Rezension

Brieffreundschaft

84, Charing Cross Road - Helene Hanff

84, Charing Cross Road
von Helene Hanff

Schon eine Zeit lang stand „84, Charing Cross Road“ ungelesen in meinem Bücheregal und als ich kürzlich etwas Kleines für zwischendurch brauchte, um eine längere Wartezeit beim Arzt zu überbrücken, schien mir das schmale Buch die perfekte Wahl zu sein. Und was soll ich sagen? Ich hatte die Gelegenheit, es in einem Rutsch durchzulesen. Als kurzweilige Begleitung für lästige Wartezeiten kann ich das Buch also schon mal bestens empfehlen.

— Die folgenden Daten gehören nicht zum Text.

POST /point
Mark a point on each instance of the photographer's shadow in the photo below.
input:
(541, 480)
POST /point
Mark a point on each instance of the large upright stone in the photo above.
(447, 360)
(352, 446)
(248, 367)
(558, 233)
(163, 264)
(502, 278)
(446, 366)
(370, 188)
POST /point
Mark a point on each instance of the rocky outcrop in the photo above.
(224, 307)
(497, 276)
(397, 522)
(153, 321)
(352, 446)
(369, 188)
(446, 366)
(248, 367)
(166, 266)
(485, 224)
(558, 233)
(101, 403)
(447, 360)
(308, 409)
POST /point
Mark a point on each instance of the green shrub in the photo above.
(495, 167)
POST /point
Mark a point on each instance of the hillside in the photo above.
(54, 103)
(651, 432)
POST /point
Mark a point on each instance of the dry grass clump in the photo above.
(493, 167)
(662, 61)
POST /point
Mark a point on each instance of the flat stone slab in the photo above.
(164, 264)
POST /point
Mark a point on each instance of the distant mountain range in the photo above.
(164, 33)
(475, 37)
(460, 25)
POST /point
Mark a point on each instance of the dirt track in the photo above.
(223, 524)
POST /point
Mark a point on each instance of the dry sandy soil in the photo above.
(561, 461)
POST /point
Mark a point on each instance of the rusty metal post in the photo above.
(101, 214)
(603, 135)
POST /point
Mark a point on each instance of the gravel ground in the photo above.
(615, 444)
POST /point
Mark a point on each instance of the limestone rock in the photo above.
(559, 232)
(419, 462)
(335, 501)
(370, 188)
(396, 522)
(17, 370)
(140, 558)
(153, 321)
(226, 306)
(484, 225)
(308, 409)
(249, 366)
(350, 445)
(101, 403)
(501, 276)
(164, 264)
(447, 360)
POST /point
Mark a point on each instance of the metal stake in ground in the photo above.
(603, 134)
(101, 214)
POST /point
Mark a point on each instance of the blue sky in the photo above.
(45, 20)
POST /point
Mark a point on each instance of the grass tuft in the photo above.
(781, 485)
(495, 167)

Es ist stellenweise amüsant, warmherzig und abwechslungsreich. Und doch, konnte es mich nicht zu 100 Prozent begeistern. Ich hatte wahrscheinlich aufgrund des Klappentextes und der überschwänglichen Worte auf dem Buchumschlag noch ein bisschen mehr erwartet, schließlich ist dort u.a. vom „Kultbuch aller Vielleser“ die Rede. Ja, es geht in dem Buch eindeutig um Bücher. Aber die Briefeschreiber tauschen sich nicht wirklich über die Inhalte der Bücher aus und was diese ihnen bedeuten. Sondern es geht vielmehr darum, eine möglichst schöne Ausgabe eines Buches zu finden. Und das wird dann mit der Zeit doch ein wenig langweilig.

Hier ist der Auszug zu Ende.